Tubulointerstitial diseases US Medical PG Question 3: A 53-year-old woman presents to the emergency room with severe chest pain radiating to the back. She was diagnosed with acute aortic dissection. A few hours into the resuscitation, she was having oliguria. Laboratory findings show a serum creatinine level of 5.3 mg/dL. Which of the following casts are most likely to be seen on urinalysis?
- A. RBC casts
- B. Fatty casts
- C. Muddy brown casts (Correct Answer)
- D. Waxy casts
- E. Hyaline casts
Tubulointerstitial diseases Explanation: ***Muddy brown casts***
- **Acute tubular necrosis (ATN)**, likely caused by **renal hypoperfusion** in the context of an aortic dissection, is characterized by the presence of **muddy brown granular casts** in urinalysis. The significantly elevated **creatinine (5.3 mg/dL)** and **oliguria** support a diagnosis of acute kidney injury with ATN.

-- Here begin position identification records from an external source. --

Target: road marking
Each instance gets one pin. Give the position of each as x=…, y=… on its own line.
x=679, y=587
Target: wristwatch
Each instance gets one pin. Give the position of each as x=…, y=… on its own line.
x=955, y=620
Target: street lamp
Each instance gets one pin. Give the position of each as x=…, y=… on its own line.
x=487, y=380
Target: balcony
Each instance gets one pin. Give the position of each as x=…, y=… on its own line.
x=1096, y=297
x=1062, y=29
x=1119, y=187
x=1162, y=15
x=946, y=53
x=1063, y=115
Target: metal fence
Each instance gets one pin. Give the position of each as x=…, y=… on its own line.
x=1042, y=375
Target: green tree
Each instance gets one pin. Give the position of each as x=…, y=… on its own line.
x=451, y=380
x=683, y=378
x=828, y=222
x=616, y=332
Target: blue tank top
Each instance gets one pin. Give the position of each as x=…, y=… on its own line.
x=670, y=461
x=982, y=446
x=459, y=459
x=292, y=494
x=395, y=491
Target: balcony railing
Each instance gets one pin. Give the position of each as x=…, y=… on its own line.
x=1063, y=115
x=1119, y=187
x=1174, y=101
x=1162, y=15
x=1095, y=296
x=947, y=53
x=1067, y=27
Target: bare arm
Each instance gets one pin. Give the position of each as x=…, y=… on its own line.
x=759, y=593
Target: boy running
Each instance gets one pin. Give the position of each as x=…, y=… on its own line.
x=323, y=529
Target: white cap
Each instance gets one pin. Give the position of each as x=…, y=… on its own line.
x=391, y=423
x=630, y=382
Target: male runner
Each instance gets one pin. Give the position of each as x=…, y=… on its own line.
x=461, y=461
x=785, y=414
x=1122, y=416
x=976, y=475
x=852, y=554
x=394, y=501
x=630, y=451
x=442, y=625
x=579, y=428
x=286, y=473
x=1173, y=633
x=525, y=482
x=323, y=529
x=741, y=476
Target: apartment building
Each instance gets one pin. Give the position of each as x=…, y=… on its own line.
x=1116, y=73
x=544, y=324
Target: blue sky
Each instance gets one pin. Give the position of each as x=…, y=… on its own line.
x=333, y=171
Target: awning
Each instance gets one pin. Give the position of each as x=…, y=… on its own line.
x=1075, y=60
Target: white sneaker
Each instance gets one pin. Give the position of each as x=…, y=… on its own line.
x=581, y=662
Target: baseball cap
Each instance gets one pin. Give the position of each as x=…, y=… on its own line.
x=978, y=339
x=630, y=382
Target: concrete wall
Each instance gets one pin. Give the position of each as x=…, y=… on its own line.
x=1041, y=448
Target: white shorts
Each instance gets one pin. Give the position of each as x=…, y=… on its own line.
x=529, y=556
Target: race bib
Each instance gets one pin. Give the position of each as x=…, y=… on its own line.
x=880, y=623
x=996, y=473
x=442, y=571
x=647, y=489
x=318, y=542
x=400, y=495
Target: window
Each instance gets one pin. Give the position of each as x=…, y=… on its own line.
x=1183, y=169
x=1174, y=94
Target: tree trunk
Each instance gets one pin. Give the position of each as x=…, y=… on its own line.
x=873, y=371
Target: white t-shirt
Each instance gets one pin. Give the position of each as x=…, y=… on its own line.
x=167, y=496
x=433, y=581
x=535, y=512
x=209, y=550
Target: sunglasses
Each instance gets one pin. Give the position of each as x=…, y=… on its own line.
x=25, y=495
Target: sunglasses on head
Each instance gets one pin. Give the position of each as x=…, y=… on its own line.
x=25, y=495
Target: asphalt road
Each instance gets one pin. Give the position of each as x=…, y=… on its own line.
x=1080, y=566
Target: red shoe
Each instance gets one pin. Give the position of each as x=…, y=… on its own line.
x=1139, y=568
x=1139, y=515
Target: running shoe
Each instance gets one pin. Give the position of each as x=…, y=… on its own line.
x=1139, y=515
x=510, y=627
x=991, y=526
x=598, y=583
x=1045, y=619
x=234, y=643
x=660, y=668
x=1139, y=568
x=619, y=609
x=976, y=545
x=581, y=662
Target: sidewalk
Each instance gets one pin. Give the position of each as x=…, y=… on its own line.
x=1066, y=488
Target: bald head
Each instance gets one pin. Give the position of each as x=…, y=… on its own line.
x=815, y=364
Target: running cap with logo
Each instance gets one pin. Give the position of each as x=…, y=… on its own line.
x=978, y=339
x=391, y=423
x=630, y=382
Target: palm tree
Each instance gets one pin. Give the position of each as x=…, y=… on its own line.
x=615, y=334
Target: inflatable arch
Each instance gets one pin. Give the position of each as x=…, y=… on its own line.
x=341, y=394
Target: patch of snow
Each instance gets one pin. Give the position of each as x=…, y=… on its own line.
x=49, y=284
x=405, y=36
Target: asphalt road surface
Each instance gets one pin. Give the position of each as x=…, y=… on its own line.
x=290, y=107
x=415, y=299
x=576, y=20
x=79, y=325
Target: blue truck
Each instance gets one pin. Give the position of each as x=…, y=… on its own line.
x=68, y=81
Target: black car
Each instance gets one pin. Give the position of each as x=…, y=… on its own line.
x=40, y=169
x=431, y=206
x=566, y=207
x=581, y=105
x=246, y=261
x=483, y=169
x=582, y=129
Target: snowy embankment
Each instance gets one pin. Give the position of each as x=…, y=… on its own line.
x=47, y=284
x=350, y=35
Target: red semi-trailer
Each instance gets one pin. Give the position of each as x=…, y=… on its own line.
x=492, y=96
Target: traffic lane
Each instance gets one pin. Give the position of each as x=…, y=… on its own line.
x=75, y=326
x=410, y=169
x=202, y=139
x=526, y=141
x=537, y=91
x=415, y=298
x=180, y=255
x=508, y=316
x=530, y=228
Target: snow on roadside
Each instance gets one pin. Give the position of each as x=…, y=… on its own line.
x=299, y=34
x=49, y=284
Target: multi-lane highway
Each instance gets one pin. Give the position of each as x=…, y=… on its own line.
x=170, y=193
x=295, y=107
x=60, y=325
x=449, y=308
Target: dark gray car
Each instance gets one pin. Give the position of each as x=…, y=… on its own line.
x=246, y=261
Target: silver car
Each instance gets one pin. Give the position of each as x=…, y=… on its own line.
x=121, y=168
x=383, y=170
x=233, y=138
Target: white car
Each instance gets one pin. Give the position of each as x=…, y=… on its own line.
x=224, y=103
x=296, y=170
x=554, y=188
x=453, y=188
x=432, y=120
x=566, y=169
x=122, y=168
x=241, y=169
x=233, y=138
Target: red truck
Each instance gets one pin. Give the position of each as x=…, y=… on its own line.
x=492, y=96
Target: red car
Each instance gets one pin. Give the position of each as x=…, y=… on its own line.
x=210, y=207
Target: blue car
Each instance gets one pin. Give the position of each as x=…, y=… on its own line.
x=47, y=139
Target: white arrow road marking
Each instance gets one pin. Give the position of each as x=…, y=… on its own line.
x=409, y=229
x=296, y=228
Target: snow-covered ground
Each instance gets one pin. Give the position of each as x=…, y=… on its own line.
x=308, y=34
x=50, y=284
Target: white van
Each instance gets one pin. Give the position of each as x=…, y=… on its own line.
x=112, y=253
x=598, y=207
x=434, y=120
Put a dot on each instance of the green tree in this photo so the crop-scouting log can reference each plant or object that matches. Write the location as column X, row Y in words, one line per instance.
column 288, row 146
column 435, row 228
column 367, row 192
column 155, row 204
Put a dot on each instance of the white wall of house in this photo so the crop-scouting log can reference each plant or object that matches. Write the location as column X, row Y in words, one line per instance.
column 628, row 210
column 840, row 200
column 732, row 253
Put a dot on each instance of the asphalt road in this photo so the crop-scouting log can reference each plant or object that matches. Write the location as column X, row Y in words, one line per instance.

- These casts are pathognomonic for ATN and are formed from shed **epithelial cells** and debris accumulating in the renal tubules.
*RBC casts*
- **Red blood cell (RBC) casts** are indicative of **glomerulonephritis** or other causes of **glomerular injury**, which are not directly suggested by the presentation of aortic dissection and subsequent oliguria.
- While hematuria can occur in various renal conditions, the presence of **RBC casts** points to bleeding originating from the glomerulus, which is a different pathology than ATN.
*Fatty casts*
- **Fatty casts** are typically associated with **nephrotic syndrome**, a condition characterized by significant proteinuria, hypoalbuminemia, and edema.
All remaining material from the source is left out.